But the peaches do! We ended up with about a bushel of rotting peaches. We went around all the farmers markets, and had missed peak peach time. But the orchards all had plenty of rotten peaches they were thrilled that we were dumb enough to buy!
A note on canning – often times canning recipes call for the “freshest fruit at their peak” which always cracks me up! Those are the ones I am going to eat, people! Not boil up and stick in a jar for 6 months! But anyway, I’m sure I’m missing out on some subtleties of flavor, but I am not sophisticated enough to notice the difference.
You are supposed to skin peaches, but eh, I never do. I just chop out all the gross parts and throw them in a big pot and turn it on. I usually make peach butter because you don’t have to add pectin, just boil it for a long time. You add some lemon juice to raise the acidity so you don’t get botulism, and maybe a smidge of sugar (or apples if you have some around, to raise the sweetness), cinnamon, etc?
This year I decided to get fancy and made a few jars of the following:
–Lemon Thyme Peach
–Lemon Grass Peach
–Toasted Almond Peach (The almond stuff was really amazing till I burnt the crap out of it. I canned the burnt up mess anyway, maybe the charred taste will mellow out like a fine wine…)
To make these variations I just scooped out a 4-5 cups from my 3 gallon vat of peach butter and threw in whatever chunks of herbs from the yard. Ta-daa!

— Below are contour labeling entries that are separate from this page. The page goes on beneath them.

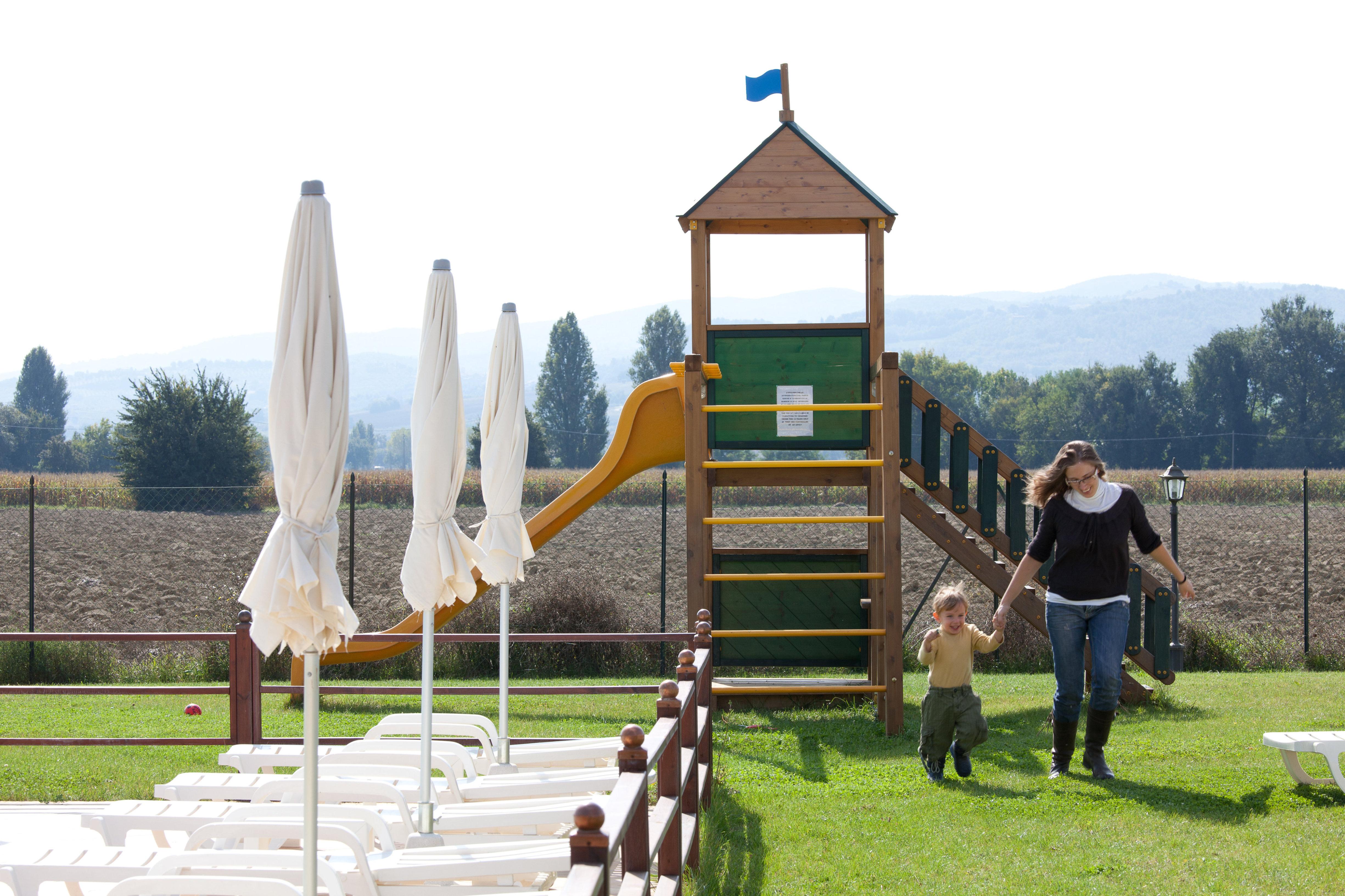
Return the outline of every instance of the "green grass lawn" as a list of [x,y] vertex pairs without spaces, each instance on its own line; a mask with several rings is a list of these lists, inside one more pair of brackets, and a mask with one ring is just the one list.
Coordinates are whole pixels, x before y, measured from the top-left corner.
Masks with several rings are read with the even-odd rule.
[[[893,739],[861,709],[725,715],[695,893],[1345,892],[1345,795],[1295,785],[1260,746],[1345,728],[1342,674],[1180,676],[1116,720],[1115,782],[1046,780],[1052,678],[985,674],[975,772],[950,762],[931,785],[923,676],[905,686]],[[1328,776],[1317,756],[1305,768]]]
[[[1345,892],[1345,795],[1294,785],[1278,754],[1260,746],[1263,731],[1345,728],[1345,673],[1184,674],[1155,705],[1122,713],[1108,748],[1118,780],[1098,783],[1045,778],[1049,676],[982,674],[976,688],[990,742],[975,751],[970,779],[950,770],[942,786],[925,780],[915,751],[920,674],[907,676],[900,737],[884,737],[863,708],[724,715],[690,892]],[[3,697],[0,733],[227,733],[222,697],[198,699],[199,717],[182,715],[188,700]],[[323,733],[356,735],[417,705],[328,697]],[[518,736],[605,735],[628,721],[648,725],[654,697],[514,697],[510,705]],[[494,716],[495,699],[441,697],[436,708]],[[299,736],[300,721],[286,697],[266,697],[268,733]],[[144,798],[179,771],[219,770],[218,752],[7,747],[0,799]],[[1305,767],[1328,774],[1315,756]]]

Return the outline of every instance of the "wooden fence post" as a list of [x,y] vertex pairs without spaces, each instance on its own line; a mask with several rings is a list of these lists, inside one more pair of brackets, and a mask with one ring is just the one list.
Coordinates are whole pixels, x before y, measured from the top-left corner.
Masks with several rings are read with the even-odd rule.
[[252,642],[252,613],[242,610],[229,642],[229,740],[261,740],[261,653]]
[[[663,748],[663,755],[659,756],[658,795],[659,799],[667,797],[678,803],[682,795],[682,750],[679,748],[682,739],[678,736],[677,727],[682,724],[682,701],[677,699],[675,681],[667,680],[659,685],[659,699],[654,704],[654,716],[671,719],[674,724],[674,736]],[[678,879],[682,876],[681,819],[674,819],[668,826],[667,836],[663,837],[663,845],[659,846],[659,877],[664,876]]]
[[[697,622],[697,625],[701,625]],[[691,751],[693,768],[686,774],[686,787],[682,789],[682,814],[691,815],[697,819],[697,823],[691,827],[691,846],[686,850],[686,865],[687,868],[697,868],[701,864],[701,767],[698,762],[698,744],[695,743],[695,729],[697,729],[697,686],[695,686],[695,653],[693,650],[683,650],[677,654],[677,680],[690,681],[691,690],[686,696],[686,705],[679,711],[682,713],[682,721],[679,723],[682,735],[678,739],[682,750]]]
[[585,803],[574,810],[574,833],[570,834],[570,866],[600,865],[603,868],[603,885],[599,896],[608,896],[609,875],[612,862],[609,860],[609,842],[603,833],[603,822],[607,815],[597,803]]
[[621,873],[646,875],[650,870],[650,807],[646,803],[648,793],[650,754],[644,750],[644,728],[627,725],[621,728],[621,750],[616,754],[617,770],[644,775],[646,787],[640,790],[640,802],[631,817],[621,841]]
[[714,789],[714,642],[710,641],[710,611],[698,610],[695,618],[695,638],[691,642],[697,650],[705,649],[705,669],[701,670],[701,681],[695,689],[695,703],[706,709],[705,736],[697,744],[695,756],[705,764],[701,802],[709,807],[710,791]]

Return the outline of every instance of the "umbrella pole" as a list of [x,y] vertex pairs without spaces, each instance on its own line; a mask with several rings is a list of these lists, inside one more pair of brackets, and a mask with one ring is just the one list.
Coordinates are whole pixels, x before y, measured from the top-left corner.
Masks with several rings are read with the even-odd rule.
[[434,737],[434,611],[421,613],[421,790],[416,833],[406,840],[408,849],[443,846],[434,833],[434,782],[430,780],[430,748]]
[[492,775],[518,771],[508,762],[508,582],[500,582],[500,742],[499,755],[491,766]]
[[304,650],[304,896],[317,896],[317,650]]

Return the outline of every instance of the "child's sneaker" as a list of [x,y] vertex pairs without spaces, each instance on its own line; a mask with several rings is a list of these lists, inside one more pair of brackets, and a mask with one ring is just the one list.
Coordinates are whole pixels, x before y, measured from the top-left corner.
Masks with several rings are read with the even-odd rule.
[[971,751],[963,750],[956,740],[952,742],[952,768],[959,778],[971,776]]

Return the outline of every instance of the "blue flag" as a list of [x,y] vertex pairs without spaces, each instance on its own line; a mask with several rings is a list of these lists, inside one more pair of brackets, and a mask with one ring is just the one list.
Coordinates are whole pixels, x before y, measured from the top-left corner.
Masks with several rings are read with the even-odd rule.
[[771,94],[780,93],[780,70],[772,69],[760,78],[748,78],[748,102],[761,102]]

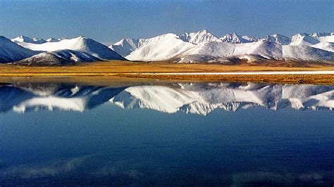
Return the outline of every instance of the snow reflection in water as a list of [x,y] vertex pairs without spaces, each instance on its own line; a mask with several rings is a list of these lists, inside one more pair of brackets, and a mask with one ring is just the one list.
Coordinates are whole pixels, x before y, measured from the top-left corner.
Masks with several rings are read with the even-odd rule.
[[261,106],[278,110],[333,110],[334,86],[268,84],[174,84],[133,86],[29,84],[0,86],[0,110],[18,112],[37,108],[82,112],[111,103],[123,108],[206,115],[221,108]]

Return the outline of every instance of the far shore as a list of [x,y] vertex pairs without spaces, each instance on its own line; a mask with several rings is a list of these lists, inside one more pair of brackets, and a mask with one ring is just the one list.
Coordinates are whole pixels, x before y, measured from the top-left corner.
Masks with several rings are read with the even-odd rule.
[[267,64],[178,64],[110,61],[64,66],[0,65],[0,82],[56,78],[108,84],[112,82],[268,82],[334,85],[334,65],[289,62]]

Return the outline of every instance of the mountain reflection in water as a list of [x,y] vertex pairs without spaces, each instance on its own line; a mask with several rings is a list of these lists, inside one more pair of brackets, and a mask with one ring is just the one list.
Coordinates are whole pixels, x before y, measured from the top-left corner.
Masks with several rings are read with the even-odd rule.
[[0,85],[1,186],[334,183],[333,86],[25,81]]
[[75,84],[18,84],[0,86],[0,111],[46,108],[82,112],[106,103],[123,108],[206,115],[264,107],[271,110],[333,110],[334,86],[269,84],[173,84],[95,86]]

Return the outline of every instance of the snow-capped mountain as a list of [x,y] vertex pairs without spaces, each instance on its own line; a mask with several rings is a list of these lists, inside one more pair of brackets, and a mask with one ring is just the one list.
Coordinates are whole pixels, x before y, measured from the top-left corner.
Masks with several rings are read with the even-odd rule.
[[232,43],[232,44],[243,44],[243,43],[249,42],[249,41],[237,35],[237,33],[235,32],[227,34],[226,35],[221,37],[221,40],[223,42],[228,42],[228,43]]
[[233,32],[218,39],[202,30],[180,36],[167,34],[147,39],[123,39],[110,47],[132,60],[219,63],[237,58],[254,61],[334,61],[333,41],[334,33],[298,34],[292,38],[275,34],[256,39]]
[[[168,39],[169,37],[178,38],[178,39],[180,39],[185,42],[190,42],[196,44],[202,42],[221,41],[221,39],[215,37],[214,34],[211,34],[207,30],[204,30],[197,32],[185,33],[180,36],[173,34],[167,34],[149,39],[123,39],[120,41],[111,45],[109,48],[120,56],[125,57],[137,49],[144,47],[147,44],[160,42],[166,44],[166,40]],[[176,54],[175,56],[176,56]],[[131,58],[131,57],[130,57],[130,58]],[[134,60],[135,60],[136,59]],[[140,59],[140,60],[142,60],[142,59]]]
[[187,51],[186,55],[231,57],[251,55],[266,59],[282,59],[282,46],[270,41],[230,44],[225,42],[202,43]]
[[25,42],[25,43],[31,43],[31,44],[43,44],[47,42],[47,41],[39,39],[39,38],[30,38],[25,36],[20,36],[15,39],[11,39],[12,41],[14,42]]
[[216,36],[211,34],[206,30],[201,30],[197,32],[186,32],[180,36],[180,39],[185,41],[191,42],[194,44],[200,44],[204,42],[211,41],[221,41],[220,39],[217,38]]
[[[233,32],[218,38],[204,30],[181,35],[169,33],[149,39],[122,39],[109,47],[83,37],[44,40],[21,36],[12,41],[23,48],[13,50],[3,45],[0,58],[4,63],[61,65],[125,58],[178,63],[231,63],[237,59],[334,62],[334,32],[299,33],[292,38],[275,34],[261,39]],[[21,54],[23,51],[25,51]],[[28,58],[23,60],[25,58]]]
[[[82,112],[111,102],[122,108],[206,115],[216,109],[333,110],[334,86],[269,84],[174,84],[127,87],[73,84],[0,86],[0,112]],[[167,101],[167,102],[166,102]]]
[[264,41],[268,41],[278,44],[288,45],[291,43],[291,39],[280,34],[268,35],[263,39]]
[[97,60],[101,60],[101,59],[87,53],[65,49],[43,52],[14,63],[25,65],[70,65],[78,62]]
[[6,37],[0,37],[0,63],[20,60],[37,53],[22,47]]
[[123,39],[120,41],[110,46],[109,48],[121,56],[127,56],[140,47],[142,43],[144,43],[143,39]]
[[141,47],[125,58],[144,61],[168,60],[195,46],[195,44],[183,41],[178,35],[166,34],[145,40]]
[[47,42],[57,42],[57,41],[59,41],[62,40],[61,39],[55,39],[55,38],[49,38],[48,39],[47,39],[46,41]]
[[123,108],[144,108],[168,113],[180,111],[205,115],[218,108],[236,111],[255,106],[271,110],[287,107],[333,110],[333,96],[334,87],[328,86],[179,84],[128,87],[111,101]]
[[249,36],[242,36],[241,37],[246,39],[249,42],[254,42],[254,41],[258,41],[260,40],[260,39],[255,38],[255,37],[250,37]]
[[79,37],[70,39],[50,39],[42,44],[16,41],[18,44],[44,53],[19,63],[23,64],[57,64],[68,62],[90,62],[103,60],[125,60],[109,47],[89,38]]

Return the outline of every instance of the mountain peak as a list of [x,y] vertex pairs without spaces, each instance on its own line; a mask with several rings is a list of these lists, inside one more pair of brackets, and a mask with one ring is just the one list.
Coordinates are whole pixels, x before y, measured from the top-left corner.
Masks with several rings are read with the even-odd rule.
[[242,44],[249,42],[248,40],[245,39],[242,37],[239,36],[235,32],[232,32],[225,34],[221,38],[223,42],[232,43],[232,44]]
[[180,39],[185,41],[191,42],[194,44],[211,41],[221,41],[218,38],[206,30],[200,30],[197,32],[186,32],[180,36]]
[[267,35],[262,40],[271,41],[281,45],[288,45],[291,43],[291,39],[280,34]]

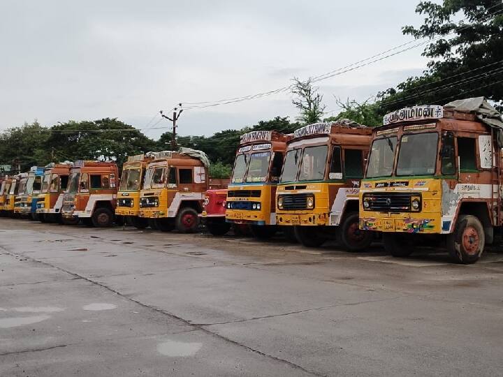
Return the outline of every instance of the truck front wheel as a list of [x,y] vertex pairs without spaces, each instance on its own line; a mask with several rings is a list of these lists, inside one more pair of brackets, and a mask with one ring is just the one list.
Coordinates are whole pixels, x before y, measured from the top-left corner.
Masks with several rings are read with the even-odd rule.
[[194,233],[199,226],[199,216],[196,209],[189,207],[182,208],[175,221],[177,230],[181,233]]
[[447,239],[449,254],[458,263],[470,265],[480,258],[486,244],[483,227],[472,215],[459,215],[454,232]]
[[414,251],[414,246],[407,235],[383,232],[384,249],[395,258],[405,258]]
[[296,226],[294,232],[297,240],[305,246],[321,246],[326,241],[326,237],[319,234],[316,226]]
[[91,217],[96,228],[108,228],[113,222],[113,213],[105,207],[96,208]]
[[337,230],[337,242],[348,251],[365,250],[370,245],[374,236],[372,232],[360,229],[358,212],[350,212],[345,216]]

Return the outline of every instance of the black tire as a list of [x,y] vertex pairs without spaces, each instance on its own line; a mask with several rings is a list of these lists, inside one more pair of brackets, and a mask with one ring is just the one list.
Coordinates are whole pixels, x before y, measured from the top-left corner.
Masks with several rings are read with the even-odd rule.
[[297,237],[295,234],[294,227],[282,226],[281,228],[283,230],[283,234],[284,235],[285,238],[286,239],[286,241],[288,242],[291,242],[292,244],[298,243],[298,241],[297,240]]
[[114,221],[114,214],[108,208],[101,207],[94,209],[91,220],[96,228],[108,228]]
[[360,229],[358,212],[344,216],[337,232],[337,240],[348,251],[361,251],[367,249],[374,238],[373,232]]
[[194,208],[186,207],[178,211],[175,224],[181,233],[194,233],[199,226],[199,216]]
[[480,259],[486,245],[486,235],[480,220],[472,215],[459,215],[454,232],[447,238],[447,248],[458,263],[471,265]]
[[149,226],[149,221],[143,217],[132,216],[130,217],[131,223],[136,229],[145,229]]
[[326,238],[319,234],[316,226],[296,226],[294,229],[296,237],[305,246],[319,247],[326,241]]
[[395,258],[405,258],[414,251],[414,246],[407,235],[383,232],[384,249]]
[[61,216],[61,223],[63,225],[76,226],[79,223],[79,218]]
[[207,228],[208,232],[212,235],[219,237],[223,236],[226,234],[231,230],[231,224],[224,221],[212,221],[211,220],[207,221],[206,228]]
[[161,232],[170,232],[175,229],[173,219],[163,218],[155,219],[156,228]]
[[250,226],[252,235],[258,239],[269,239],[277,232],[276,226]]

I also froze up the sliced peaches in sandwhich baggies. Frozen peaches is one of my favorite things! I usually just make cobblers with them, nothing fancy, but opening them in the dark of winter always gives me a little burst of hope that maybe we aren’t all going to freeze to death. If you could cram summer into a frostbitten ziplock bag, it would taste and smell exactly like these peaches.
The last thing I did with my peaches was blend them up with some habaneros to make a pretty excellent hot sauce. I think the ingredients are just peaches, habaneros, vinegar. Food processor it, boil it, can it, eat it. Slowly, in very small amounts. Tip: a lot of the spice is in the seeds, so I just removed those, and it is fairly tolerable.
By the time we were done canning/freezing all the peaches, the kitchen was basically coated in a layer of syrup. Walking across the kitchen floor was becoming difficult. Sqriik, Sqriik, Sqriik.
And I spent a lot of time scrubbing out the bottoms of the pans that I burnt the peaches in. I used baking soda for this, and also HOT TIP! I have this Cutco Spatula Knife which is SERIOUSLY awesome for scraping out the bottom of pans and other crusted on stuff. Nothing else compares.